11.30.2012

Faker

Everyone's faking.

That may sound like a broad stroke, but hear me out.

I was feeling frustrated today, after limping home from my run (knee is acting up again) and not feeling like I had accomplished much with the day. At the height of my frustration I was hunched over a tray loaded with paint, staring at the brush I continually fail to properly wash when done painting. As a distraction I was playing the latest episode of the podcast Harmontown, in which Dan Harmon (famously fired by NBC for running the thoroughly fantastic show Community in a manner they saw fit) invited two members onto stage. Dan and cohost/comptroller of Harmontown Jeff Davis talked to the two guests about why they were both feeling terrible. After chasing the varying issues around in their heads for a few minutes, Harmon and Davis realized that everyone on stage at that point was grappling with the idea that they had somehow either made the wrong choice, arrived at their current place by default or failed to act in the best manner. In a sense, they concluded, they all felt like failures and frauds. 

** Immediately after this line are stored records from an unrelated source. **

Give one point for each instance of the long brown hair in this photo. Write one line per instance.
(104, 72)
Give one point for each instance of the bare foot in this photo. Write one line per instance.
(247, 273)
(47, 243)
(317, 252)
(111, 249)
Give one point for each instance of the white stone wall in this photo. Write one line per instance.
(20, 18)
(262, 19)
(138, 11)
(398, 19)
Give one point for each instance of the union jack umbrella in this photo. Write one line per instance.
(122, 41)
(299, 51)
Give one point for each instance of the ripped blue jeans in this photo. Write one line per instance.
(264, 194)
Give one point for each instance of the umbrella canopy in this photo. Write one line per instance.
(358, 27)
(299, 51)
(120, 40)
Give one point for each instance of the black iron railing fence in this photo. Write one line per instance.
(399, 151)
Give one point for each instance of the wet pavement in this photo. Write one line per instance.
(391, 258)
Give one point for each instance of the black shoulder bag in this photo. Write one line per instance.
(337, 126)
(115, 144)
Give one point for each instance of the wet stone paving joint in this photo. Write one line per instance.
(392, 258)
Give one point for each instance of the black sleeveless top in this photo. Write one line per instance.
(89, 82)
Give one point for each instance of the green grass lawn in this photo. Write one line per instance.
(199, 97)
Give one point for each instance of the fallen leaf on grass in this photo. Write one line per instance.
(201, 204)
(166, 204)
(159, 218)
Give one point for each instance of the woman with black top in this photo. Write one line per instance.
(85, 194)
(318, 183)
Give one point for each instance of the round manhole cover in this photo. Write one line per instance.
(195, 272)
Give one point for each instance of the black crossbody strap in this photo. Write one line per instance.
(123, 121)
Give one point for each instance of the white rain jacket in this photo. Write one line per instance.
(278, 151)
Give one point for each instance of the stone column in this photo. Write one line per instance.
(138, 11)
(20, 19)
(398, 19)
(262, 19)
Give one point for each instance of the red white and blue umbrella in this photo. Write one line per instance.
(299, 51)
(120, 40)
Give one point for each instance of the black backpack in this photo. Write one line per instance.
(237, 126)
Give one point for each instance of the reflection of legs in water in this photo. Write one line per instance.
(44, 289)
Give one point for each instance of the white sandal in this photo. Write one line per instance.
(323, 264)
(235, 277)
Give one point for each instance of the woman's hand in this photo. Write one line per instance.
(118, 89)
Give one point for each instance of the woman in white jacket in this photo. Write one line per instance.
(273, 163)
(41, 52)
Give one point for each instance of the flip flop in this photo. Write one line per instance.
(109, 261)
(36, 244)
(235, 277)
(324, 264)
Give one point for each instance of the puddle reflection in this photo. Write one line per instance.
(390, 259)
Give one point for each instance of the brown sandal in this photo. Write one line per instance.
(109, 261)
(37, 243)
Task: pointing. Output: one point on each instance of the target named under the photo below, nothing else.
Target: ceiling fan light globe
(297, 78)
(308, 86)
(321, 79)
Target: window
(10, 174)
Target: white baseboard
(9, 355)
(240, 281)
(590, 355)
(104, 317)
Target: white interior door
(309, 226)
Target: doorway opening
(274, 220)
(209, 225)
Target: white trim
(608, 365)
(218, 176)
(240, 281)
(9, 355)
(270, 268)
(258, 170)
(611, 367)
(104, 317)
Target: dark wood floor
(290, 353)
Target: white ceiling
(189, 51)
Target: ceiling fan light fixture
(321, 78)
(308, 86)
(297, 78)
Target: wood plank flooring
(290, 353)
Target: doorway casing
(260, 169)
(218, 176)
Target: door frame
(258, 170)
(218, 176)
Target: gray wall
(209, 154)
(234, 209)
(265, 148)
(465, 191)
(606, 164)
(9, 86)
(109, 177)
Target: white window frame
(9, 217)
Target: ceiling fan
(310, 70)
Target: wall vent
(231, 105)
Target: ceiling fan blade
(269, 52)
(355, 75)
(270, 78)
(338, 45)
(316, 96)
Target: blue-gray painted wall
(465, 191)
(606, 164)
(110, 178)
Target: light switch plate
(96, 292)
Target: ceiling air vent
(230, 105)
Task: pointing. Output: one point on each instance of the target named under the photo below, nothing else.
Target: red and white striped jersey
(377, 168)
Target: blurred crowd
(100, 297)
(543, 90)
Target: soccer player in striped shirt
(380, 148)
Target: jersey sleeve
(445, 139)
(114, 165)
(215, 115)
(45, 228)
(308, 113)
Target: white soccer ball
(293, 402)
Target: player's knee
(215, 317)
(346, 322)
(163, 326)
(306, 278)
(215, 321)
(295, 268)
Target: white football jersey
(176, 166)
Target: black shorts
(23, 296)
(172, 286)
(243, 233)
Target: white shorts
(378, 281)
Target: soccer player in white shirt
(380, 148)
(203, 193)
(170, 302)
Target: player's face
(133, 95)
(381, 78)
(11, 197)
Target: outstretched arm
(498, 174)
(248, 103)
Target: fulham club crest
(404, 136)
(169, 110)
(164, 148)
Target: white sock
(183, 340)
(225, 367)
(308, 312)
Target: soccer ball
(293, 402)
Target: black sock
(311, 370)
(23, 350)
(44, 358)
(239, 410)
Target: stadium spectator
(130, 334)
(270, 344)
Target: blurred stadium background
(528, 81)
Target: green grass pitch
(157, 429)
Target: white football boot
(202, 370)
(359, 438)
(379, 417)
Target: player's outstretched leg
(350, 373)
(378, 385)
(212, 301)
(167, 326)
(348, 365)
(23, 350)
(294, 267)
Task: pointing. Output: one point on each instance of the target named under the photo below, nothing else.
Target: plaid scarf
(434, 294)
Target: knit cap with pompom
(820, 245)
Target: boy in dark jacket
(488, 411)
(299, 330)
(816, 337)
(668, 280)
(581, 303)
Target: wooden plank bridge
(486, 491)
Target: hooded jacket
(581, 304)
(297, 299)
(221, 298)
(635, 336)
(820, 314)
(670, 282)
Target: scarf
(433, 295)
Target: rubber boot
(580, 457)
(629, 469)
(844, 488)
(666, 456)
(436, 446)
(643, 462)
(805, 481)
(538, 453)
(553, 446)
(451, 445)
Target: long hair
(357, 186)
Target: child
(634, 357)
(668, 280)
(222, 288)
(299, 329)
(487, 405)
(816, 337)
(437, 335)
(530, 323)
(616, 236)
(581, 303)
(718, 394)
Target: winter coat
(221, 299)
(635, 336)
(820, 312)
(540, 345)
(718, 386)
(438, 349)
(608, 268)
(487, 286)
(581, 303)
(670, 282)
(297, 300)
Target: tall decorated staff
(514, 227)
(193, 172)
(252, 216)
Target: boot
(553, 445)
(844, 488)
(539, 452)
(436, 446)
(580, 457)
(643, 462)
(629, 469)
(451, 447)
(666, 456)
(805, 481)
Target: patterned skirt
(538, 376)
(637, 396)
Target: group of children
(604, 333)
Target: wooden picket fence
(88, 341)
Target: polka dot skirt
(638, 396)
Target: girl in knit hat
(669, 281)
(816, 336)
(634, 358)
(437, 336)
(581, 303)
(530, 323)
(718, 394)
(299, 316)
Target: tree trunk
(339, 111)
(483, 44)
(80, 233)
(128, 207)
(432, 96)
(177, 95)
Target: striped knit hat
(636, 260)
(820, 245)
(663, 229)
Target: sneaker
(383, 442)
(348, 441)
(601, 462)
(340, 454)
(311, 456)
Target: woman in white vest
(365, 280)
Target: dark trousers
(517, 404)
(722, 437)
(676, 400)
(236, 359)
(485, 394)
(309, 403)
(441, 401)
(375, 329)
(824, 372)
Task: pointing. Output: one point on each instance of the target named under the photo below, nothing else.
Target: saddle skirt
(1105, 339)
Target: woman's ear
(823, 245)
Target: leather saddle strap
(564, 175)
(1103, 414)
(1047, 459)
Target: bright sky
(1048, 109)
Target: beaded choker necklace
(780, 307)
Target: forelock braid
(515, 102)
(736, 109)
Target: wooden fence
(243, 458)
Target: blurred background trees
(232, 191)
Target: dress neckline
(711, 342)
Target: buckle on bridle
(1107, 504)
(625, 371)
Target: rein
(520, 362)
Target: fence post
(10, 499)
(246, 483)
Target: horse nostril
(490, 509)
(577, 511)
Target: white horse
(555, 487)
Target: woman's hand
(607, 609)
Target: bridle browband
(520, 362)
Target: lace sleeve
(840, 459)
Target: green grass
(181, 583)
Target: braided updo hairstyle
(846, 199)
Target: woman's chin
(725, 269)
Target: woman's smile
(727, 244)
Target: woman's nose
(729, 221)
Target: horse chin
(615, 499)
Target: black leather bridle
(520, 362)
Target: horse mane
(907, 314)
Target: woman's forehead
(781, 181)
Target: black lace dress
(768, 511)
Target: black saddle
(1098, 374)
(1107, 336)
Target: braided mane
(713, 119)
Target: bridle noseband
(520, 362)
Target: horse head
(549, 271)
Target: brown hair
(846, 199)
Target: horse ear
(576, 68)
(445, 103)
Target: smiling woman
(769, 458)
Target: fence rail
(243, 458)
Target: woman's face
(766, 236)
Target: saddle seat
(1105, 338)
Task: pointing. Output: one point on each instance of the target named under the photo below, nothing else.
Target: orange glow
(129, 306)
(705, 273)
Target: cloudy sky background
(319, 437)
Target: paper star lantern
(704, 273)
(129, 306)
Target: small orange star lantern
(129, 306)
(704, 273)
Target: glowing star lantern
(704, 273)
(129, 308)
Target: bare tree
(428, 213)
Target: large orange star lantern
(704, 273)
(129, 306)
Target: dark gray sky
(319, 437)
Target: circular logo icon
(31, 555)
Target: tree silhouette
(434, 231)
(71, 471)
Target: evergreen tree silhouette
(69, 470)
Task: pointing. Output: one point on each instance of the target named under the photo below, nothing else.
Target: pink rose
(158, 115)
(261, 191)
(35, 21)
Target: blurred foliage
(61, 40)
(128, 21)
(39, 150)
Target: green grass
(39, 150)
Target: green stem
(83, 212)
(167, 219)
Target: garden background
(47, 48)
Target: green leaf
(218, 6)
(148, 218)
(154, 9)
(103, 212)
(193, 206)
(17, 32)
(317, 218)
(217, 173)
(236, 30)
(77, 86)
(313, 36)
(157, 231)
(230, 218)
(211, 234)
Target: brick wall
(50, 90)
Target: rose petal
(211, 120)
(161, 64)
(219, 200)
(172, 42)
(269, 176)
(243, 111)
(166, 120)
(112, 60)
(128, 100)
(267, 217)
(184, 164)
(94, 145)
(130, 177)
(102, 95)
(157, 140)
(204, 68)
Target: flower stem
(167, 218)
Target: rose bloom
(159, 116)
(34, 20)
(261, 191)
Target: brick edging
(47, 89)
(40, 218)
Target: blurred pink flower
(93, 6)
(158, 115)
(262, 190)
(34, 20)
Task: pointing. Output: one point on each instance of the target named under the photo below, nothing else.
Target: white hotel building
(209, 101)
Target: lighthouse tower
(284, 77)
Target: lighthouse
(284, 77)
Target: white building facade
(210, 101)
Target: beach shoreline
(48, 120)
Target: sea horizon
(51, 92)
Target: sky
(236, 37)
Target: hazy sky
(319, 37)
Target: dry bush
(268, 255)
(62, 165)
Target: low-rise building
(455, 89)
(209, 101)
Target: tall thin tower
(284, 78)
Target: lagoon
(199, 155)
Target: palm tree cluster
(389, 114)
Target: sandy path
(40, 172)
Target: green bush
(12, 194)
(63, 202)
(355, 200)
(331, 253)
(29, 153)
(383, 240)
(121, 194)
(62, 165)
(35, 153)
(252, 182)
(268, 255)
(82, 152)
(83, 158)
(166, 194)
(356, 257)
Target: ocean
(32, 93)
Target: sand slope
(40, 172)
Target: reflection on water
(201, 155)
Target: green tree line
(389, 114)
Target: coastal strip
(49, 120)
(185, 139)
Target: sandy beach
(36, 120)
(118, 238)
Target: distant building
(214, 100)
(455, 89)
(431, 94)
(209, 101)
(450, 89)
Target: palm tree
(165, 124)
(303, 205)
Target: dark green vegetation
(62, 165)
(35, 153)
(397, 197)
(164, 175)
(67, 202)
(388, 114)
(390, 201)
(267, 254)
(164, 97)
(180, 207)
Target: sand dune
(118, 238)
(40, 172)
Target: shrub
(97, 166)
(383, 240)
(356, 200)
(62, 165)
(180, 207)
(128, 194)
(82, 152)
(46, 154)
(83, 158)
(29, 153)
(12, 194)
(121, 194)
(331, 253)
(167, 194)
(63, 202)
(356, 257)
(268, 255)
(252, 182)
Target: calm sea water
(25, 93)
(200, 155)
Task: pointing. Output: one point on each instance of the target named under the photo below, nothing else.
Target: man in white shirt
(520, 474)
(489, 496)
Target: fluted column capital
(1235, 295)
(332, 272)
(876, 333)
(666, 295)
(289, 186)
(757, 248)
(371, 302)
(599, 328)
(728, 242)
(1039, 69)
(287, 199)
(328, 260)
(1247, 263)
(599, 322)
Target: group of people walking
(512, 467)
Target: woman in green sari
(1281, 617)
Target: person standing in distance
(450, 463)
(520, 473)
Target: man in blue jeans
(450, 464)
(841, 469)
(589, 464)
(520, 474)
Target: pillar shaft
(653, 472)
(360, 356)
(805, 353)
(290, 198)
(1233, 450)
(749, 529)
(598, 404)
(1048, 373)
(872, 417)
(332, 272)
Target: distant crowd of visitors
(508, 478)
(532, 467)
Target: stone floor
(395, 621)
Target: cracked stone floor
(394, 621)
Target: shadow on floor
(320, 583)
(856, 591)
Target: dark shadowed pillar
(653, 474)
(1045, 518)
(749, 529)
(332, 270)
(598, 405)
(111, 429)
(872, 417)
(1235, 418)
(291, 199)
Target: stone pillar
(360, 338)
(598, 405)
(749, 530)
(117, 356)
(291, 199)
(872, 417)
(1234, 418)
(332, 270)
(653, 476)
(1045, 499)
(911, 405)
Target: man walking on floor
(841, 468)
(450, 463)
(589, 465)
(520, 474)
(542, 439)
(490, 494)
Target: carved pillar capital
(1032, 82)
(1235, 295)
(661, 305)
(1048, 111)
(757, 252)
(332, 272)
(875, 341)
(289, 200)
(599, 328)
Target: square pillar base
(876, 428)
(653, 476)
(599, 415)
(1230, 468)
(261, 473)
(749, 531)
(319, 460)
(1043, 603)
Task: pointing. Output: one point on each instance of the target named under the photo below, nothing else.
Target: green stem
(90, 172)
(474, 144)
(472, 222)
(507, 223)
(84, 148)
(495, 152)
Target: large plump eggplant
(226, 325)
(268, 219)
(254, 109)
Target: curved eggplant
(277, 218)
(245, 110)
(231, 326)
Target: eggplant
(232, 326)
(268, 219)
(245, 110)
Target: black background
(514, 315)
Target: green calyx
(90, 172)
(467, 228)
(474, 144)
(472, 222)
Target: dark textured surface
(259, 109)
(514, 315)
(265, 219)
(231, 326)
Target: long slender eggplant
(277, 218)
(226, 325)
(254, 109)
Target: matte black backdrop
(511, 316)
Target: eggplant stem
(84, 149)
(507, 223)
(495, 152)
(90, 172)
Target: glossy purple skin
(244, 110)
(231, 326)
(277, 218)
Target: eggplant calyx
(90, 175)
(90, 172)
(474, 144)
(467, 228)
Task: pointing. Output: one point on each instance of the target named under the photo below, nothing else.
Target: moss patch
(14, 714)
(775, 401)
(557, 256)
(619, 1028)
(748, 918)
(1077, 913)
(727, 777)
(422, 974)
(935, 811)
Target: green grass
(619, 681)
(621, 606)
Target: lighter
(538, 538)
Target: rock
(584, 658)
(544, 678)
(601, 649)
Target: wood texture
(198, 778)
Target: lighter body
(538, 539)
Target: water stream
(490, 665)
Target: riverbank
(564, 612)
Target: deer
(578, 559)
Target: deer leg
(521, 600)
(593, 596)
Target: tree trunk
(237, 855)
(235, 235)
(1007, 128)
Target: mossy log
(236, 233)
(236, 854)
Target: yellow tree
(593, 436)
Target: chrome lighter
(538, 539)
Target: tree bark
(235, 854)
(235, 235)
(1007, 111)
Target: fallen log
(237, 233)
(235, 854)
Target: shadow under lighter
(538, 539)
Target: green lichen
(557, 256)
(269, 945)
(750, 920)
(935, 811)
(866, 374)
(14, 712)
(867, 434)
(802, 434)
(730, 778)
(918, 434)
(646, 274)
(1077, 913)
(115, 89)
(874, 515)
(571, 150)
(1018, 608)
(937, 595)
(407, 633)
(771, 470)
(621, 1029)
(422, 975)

It was incredibly affirming to hear the notion articulated. 

In recent years I've talked with my better half and our mutual friends about a similar idea. We all feel, when sufficiently pressed to reveal it, that we are frauds or that we are somehow faking our way through the day. I read someone's explanation (in a book I can't seem to recall...) that they would get through the day and their head would hit the pillow and they'd think something along the lines of "I'm so glad no one found me out, today!" as though they had pulled some great con over on the world.

That is so much more common than we realize. I felt that reality sink in, in the house I bought with my wife, while painting a room in my free time. I am married. I am a home owner. I choose to work on home improvement projects in my free time. I have a strong 401(k). I was upset that I exercised so much that my knee was failing again. Despite all of these stupid, simple realities I was taking for granted, I still was feeling as though I was slacking or faking my way along. I joke about it with my wife when we come home from somewhere together or when we (guh) have to make yet another run to Home Depot on the weekend (instead of say, going to concerts or bars like when we lived in Uptown) - "Can you beleive some people think we're adults? Why do they trust us with all this? Who said we could buy a house?" 

It's absurd, but there it is - you're an adult. I may not have kids or gray hair or a PhD, but people trust me and think I know what I'm doing. That was what they were affirming in the podcast. You never feel like you're making the right move. You always feel like you're just improvising and constantly averting disaster. That's apparently what life is. You just get older and get more responsibility and if you don't make many mistakes you find yourself accumulating trust. 

Weird how that works.

You never realize it until you step back and look at it. It makes me feel better to have other people come to that same understanding through their own logic. I know I've certainly told it to my better half to calm her down during a crisis. Sometimes you just need to hear it from other people.

We're all fakers, but no one's faking anything.